When you read a book, it’s nice to know why it was written. Some books are for entertainment; some are practical how-to manuals; others seek to change your mind on some issue.
The Bible is a collection of the 66 divinely-inspired books we need for knowing God and knowing how to live a life that pleases Him. There are particular reasons that each of the books was penned. Some books take a lot more “reading between the lines” than others to discern the exact purpose, but others come out and state their purpose in no uncertain terms. One such book is the Gospel of John.
He goes beyond any of the other gospel writers when presenting Jesus as the eternal Word and Creator from the outset, whereas the other gospels start with the time frame of the incarnation of the Son of God. John recorded signs, sayings, and doings of Jesus. By necessity, John had to be selective, stating that there would be no end to the books written, were all of Jesus’ deeds recorded (John 21:25)!
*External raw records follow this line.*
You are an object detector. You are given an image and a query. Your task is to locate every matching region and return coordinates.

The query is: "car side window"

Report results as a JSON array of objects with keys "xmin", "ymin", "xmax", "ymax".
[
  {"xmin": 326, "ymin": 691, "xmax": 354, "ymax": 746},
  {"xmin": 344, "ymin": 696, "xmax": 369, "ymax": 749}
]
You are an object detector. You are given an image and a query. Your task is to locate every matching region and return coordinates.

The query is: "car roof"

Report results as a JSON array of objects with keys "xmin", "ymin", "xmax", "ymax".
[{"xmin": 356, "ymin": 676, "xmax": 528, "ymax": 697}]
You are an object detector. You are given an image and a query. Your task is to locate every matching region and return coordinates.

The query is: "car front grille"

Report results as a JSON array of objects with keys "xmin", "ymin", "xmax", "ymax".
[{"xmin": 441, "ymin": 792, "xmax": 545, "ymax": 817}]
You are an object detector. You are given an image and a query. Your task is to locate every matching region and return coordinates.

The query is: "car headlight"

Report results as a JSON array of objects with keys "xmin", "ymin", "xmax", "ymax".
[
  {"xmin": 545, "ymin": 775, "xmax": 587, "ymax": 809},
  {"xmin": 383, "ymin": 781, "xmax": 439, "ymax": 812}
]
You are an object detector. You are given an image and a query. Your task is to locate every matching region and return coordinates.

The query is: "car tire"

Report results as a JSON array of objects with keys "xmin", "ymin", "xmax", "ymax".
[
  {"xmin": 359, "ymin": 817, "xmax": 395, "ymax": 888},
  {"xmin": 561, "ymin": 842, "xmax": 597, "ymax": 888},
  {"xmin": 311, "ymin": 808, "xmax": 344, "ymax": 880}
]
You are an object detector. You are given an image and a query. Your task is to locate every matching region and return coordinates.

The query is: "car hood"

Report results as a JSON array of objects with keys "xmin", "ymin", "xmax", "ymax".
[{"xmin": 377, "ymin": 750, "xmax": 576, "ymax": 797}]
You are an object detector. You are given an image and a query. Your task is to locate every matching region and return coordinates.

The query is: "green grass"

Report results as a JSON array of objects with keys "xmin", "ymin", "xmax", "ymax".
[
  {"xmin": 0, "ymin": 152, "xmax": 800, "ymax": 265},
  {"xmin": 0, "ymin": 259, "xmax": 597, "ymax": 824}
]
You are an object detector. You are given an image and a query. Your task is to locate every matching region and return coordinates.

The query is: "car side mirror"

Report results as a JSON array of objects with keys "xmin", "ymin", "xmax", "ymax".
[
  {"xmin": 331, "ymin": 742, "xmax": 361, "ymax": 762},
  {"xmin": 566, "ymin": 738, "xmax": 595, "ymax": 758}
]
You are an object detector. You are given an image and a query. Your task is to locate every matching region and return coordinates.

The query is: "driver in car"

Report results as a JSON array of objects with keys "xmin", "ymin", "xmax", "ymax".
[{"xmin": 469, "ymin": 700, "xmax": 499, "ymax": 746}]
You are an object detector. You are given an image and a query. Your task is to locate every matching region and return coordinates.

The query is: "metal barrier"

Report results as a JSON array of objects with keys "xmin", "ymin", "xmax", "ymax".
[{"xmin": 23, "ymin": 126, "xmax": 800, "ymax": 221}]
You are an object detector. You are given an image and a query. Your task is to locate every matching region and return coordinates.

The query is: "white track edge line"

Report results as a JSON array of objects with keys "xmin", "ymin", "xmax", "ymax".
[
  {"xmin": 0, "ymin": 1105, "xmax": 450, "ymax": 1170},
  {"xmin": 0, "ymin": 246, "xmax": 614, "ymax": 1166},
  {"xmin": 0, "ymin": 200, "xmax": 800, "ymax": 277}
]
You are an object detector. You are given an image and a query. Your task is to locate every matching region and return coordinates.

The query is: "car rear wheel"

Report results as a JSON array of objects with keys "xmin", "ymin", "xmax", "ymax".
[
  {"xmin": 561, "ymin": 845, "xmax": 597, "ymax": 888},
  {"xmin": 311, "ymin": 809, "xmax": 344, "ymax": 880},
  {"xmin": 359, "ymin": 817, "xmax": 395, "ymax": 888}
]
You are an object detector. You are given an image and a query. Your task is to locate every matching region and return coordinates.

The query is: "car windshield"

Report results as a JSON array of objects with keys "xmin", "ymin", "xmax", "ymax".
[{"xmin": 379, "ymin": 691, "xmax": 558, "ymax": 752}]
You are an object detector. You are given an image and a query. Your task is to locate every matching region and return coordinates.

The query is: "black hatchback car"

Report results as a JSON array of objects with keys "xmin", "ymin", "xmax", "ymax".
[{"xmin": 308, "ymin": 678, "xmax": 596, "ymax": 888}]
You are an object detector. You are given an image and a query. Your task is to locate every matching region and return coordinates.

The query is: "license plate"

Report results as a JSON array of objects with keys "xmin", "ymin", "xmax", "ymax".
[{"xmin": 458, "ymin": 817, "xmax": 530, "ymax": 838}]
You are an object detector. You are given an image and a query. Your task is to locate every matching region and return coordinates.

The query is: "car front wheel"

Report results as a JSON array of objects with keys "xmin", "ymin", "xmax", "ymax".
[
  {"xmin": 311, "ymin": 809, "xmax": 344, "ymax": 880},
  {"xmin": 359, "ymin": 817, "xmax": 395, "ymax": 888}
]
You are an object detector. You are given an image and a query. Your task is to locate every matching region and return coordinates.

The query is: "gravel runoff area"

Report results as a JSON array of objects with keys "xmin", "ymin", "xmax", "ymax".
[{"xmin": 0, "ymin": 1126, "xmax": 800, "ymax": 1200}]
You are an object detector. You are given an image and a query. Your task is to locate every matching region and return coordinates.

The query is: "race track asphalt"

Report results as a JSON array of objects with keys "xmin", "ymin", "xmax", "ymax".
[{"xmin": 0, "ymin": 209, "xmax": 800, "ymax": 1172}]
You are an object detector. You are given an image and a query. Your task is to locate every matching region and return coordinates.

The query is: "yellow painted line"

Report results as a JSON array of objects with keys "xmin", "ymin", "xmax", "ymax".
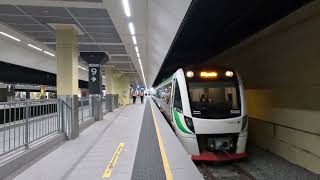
[
  {"xmin": 150, "ymin": 101, "xmax": 173, "ymax": 180},
  {"xmin": 102, "ymin": 143, "xmax": 124, "ymax": 178}
]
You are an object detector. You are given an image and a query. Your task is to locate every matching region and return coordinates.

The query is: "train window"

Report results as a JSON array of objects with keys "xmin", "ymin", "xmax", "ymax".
[
  {"xmin": 173, "ymin": 81, "xmax": 182, "ymax": 110},
  {"xmin": 159, "ymin": 84, "xmax": 171, "ymax": 104},
  {"xmin": 189, "ymin": 82, "xmax": 241, "ymax": 119}
]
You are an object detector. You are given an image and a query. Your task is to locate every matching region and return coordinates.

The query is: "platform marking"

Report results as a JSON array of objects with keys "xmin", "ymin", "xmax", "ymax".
[
  {"xmin": 102, "ymin": 143, "xmax": 124, "ymax": 178},
  {"xmin": 150, "ymin": 101, "xmax": 173, "ymax": 180}
]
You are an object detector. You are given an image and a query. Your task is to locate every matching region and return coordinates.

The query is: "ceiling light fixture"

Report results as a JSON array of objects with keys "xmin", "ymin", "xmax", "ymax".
[
  {"xmin": 122, "ymin": 0, "xmax": 131, "ymax": 17},
  {"xmin": 28, "ymin": 44, "xmax": 42, "ymax": 51},
  {"xmin": 129, "ymin": 22, "xmax": 135, "ymax": 36},
  {"xmin": 132, "ymin": 36, "xmax": 137, "ymax": 45},
  {"xmin": 43, "ymin": 51, "xmax": 55, "ymax": 57},
  {"xmin": 0, "ymin": 32, "xmax": 21, "ymax": 42}
]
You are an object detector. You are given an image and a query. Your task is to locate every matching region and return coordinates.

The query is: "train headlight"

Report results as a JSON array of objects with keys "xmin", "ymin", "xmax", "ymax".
[
  {"xmin": 187, "ymin": 71, "xmax": 194, "ymax": 77},
  {"xmin": 200, "ymin": 71, "xmax": 218, "ymax": 78},
  {"xmin": 241, "ymin": 115, "xmax": 248, "ymax": 131},
  {"xmin": 184, "ymin": 116, "xmax": 194, "ymax": 133},
  {"xmin": 226, "ymin": 71, "xmax": 233, "ymax": 77}
]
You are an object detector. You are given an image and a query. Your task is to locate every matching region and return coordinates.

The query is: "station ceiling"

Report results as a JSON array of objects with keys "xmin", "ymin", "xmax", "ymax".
[
  {"xmin": 0, "ymin": 0, "xmax": 142, "ymax": 85},
  {"xmin": 153, "ymin": 0, "xmax": 310, "ymax": 85}
]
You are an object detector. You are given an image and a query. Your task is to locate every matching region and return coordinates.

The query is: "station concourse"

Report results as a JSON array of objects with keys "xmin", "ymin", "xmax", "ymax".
[{"xmin": 0, "ymin": 0, "xmax": 320, "ymax": 180}]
Toward the end of the book, in John 20:30-31 (NKJV), the human author states:
And truly Jesus did many other signs in the presence of His disciples, which are not written in this book; but these are written that you may believe that Jesus is the Christ, the Son of God, and that believing you may have life in His name.
When you understand the purpose of this Gospel is to persuade readers to trust Jesus and have life in His name, you have a framework for understanding everything else you read in the Gospel.
From learning of the Son of God’s eternal existence in chapters 1 and 17, to His creative power manifested in His incarnation when He turned the water into wine in chapter 2, to the “I am” sayings (Bread of life, Light of the world, etc.), to finding that Moses wrote of Him (chapter 5), and many other examples, we learn about the Person of Jesus. He truly is the Christ, the Messiah, the Promised Savior, the Son of God.
We also see the importance of believing in Jesus, from calling His first disciples (chapter 1), to His instruction to Nicodemus (chapter 3), to the ministry to the woman at the well (chapter 4), to the negative example of those who reject Him (chapter 8), to His own disciple, Thomas (chapter 20).
Don’t underestimate the importance of finding the purpose of the book you are reading. Apart from it, you will miss the significance of much of the book. With it, you will find connections and treasures that help you see even more of its life-changing truth. And there’s nothing more life-changing than having life through trusting Jesus, as you come to understand Who He is.